Страшные звуки остались позади, и юноша замедлил шаг.
Так он шел, пока не увидел дивизионного генерала на лошади, которая прядала ушами, с любопытством прислушиваясь к далеким отголоскам боя. Желтая лакированная кожа седла и уздечки ослепительно сверкала. Человек, сидевший на великолепном скакуне, казался серым, как мышь.

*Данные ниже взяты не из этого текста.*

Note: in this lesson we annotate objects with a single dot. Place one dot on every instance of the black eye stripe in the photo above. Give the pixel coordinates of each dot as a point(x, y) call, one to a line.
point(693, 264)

Взад и вперед скакали, бряцая оружием, адъютанты. Порою генерала окружали верховые, порою он оставался в одиночестве. Вид у него был озабоченный. Так мог бы выглядеть биржевик, акции которого то повышаются, то падают.
Юноша довольно долго бродил вокруг этого места. Потом, крадучись, он подошел поближе, надеясь что-нибудь услышать. А вдруг генерал, запутавшись в этом хаосе, подзовет его, чтобы получить у него сведения? И юноша даст их, все ему объяснит. Армия в тяжелом положении, и даже дураку должно быть ясно, что если они не воспользуются сейчас последней возможностью отступить, то…
Как ему хотелось стукнуть этого генерала или хотя бы подойти к нему и выложить все, что он думает о нем. Только преступник может вот так спокойно сидеть на коне, не пытаясь помешать уничтожению армии. Юноша все переминался с ноги на ногу, страстно желая, чтобы генерал подозвал его.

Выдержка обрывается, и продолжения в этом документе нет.